The day after, what was supposed to be an exclusive “man-cursion” organized by “The Puncher”, turned into an expedition which included the men, the kids, and a few brave ladies that decided to make a trek to Corin Forest for some alpine bobsledding then a dip at Gibraltar Falls. The other contingent had their own adventure which involved hunting for bargains during the Boxing Day sales at the mall. Both groups met back up at Jenni’s house for a late lunch (of whatelse? Leftovers!) before heading home.
So back to Jenni’s Berry Pie. This pie has been so popular with my family that the day my Mom learned how to make it, she made it twice because one pie didn’t last long enough. I think in one week she must have made it six times and this is one pie that my husband says he will never get sick off. You might remember that I’ve mentioned how much I love Jenni’s recipes before because she’s all about simple and delicious – this pie is a perfect example. It takes ten minutes to put together, no mixer required and it lends itself well to using tinned or frozen fruit (now I’m all about seasonal and fresh produce but how absolutely practical is this pie?!)! It was during this trip that I learned that this was originally a Nigella Lawson recipe – well, what do you know – my first Nigella recipe!
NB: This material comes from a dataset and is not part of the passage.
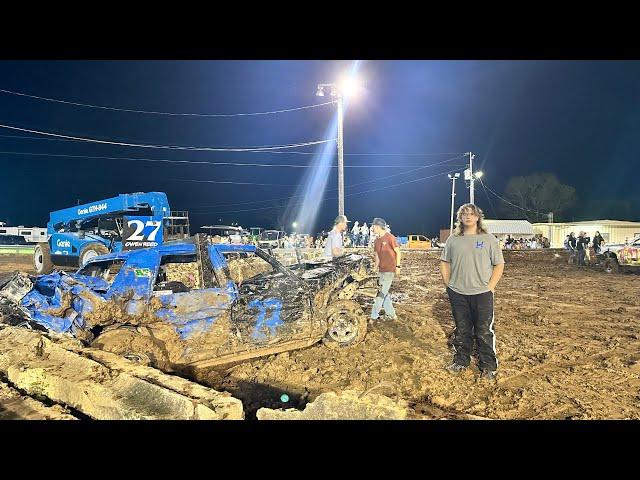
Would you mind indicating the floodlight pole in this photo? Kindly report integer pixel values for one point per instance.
(338, 95)
(340, 156)
(453, 196)
(472, 179)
This year, the one thing that really made my Christmas was being able to spend it with the people I love most. Over the Christmas weekend I had 100% attention of my husband (who finally turned off his blackberry for an extended period!), my parents came from the Philippines, all my siblings, nephews and other extended family. So if this is what Christmas in Australia is all about… bring on 2011!
Simple Berry Pie
I mentioned earlier you can make this pie with tinned or frozen fruit – and we’ve experimented with peaches, mangoes, apples (add cinnamon) and berries – all with great results. I believe Nigella’s original recipe was made with frozen cranberries so you might want to give that a try too. To make this pie, I used a 26 cm wide pie dish.
- 500 grams frozen berries (substitute with fruit of your choice)
- 50 grams butter
- 45 grams caster sugar
- 175 grams flour
- 175 grams caster sugar
- 1/2 teaspoon baking powder
- 2 eggs
- 125 ml butter plus a little more for greasing, melted
- handful of flaked almonds
- 30 grams demerara sugar (optional)
- Pre-heat the oven to 150c, fan forced.
- To make the berry compote, in a saucepan mix the berries, sugar and butter and bring to a simmer until the berries have thawed.
- In a large bowl, mix the flour, 175 grams of caster sugar and baking powder. Add the melted butter and the eggs and mix until you get a smooth batter.
- Grease the pie dish with a little butter and spread around a half of the batter on the bottom of the pie dish. Next, using a slotted spoon, spoon the berries on top (you will notice that it might be quite watery, don’t worry as this will dry out while baking) then top with the remaining batter, spreading evenly to cover.
- Top with the flaked almonds and demerara sugar and bake for around one hour. For the last 15 minutes cover the pie dish with some aluminium foil to prevent the top from browning too much. Serve with cream.